Past Exhibition 

Childhood – from Orroroo to Kalangadoo and Beyond
Hollie Point Baby's Bonnet

Baby’s Bonnet with Hollie Point Lace 1992.087
This exhibition traced the changing styles of children’s clothing from the 19th century through to the present, as well as the teaching and learning of embroidery and the sewing skills necessary for future life. A hand-made doll, ‘Rose de Peace’, also featured in the exhibition. The exhibits were mainly from South Australia but also from countries around the world.
The dresses, bonnets and other items showed the changing fashions as well as the wide variety of embroidery and needle-made lace techniques used to embellish these items. The earliest item was a Hollie Point bonnet from the early 1700s. Items in the exhibition showed the development of clothing for young boys from dresses, the same or similar to those worn by girls, until at least the 1930s, to smocked romper suits and an older boy’s 19th century hand stitched linen shirt.
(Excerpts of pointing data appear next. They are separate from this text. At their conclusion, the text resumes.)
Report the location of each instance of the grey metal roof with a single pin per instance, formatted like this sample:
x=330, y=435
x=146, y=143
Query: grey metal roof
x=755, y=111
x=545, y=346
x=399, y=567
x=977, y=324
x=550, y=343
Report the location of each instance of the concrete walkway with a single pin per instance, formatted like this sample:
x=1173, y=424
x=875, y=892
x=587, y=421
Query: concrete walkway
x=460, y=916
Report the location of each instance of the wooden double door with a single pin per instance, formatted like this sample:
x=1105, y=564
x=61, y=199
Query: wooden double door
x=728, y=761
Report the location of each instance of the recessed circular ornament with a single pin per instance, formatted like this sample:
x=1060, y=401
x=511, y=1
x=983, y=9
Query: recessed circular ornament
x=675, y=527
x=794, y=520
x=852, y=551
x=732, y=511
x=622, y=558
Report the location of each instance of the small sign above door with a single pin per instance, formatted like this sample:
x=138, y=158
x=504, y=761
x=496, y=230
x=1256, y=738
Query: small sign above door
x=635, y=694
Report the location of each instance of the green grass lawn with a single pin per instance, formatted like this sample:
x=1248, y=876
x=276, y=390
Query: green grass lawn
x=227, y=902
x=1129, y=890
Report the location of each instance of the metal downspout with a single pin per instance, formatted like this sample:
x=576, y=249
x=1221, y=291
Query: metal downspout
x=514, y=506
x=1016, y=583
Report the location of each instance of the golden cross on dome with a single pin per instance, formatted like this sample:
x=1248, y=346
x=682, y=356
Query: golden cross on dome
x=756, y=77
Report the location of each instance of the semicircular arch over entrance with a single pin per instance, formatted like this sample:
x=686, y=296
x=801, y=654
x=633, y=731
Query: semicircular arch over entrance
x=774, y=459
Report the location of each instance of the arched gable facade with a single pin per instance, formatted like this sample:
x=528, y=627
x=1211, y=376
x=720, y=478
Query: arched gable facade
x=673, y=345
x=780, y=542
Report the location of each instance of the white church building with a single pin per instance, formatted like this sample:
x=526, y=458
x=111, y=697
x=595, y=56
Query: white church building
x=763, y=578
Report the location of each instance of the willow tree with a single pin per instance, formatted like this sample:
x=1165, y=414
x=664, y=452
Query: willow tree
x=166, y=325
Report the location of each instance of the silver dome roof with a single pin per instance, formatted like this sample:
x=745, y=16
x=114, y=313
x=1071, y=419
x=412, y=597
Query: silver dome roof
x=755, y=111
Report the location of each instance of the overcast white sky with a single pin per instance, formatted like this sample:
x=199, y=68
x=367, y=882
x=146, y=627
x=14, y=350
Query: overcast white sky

The learning of needlework and sewing skills through embroidery samplers and plain sewing samplers, sewing cards and clothing such as aprons, dresses and bonnets made at home or at school under instruction taught children, generally girls through this time period, the skills to make clothing and items for the home or for future employment as embroiderers and/or dressmakers. Dressmakers looking for future employees, would on occasion approach the prize winners in the sewing and needlework sections of the Royal Adelaide Show and no doubt, the Country Shows as well.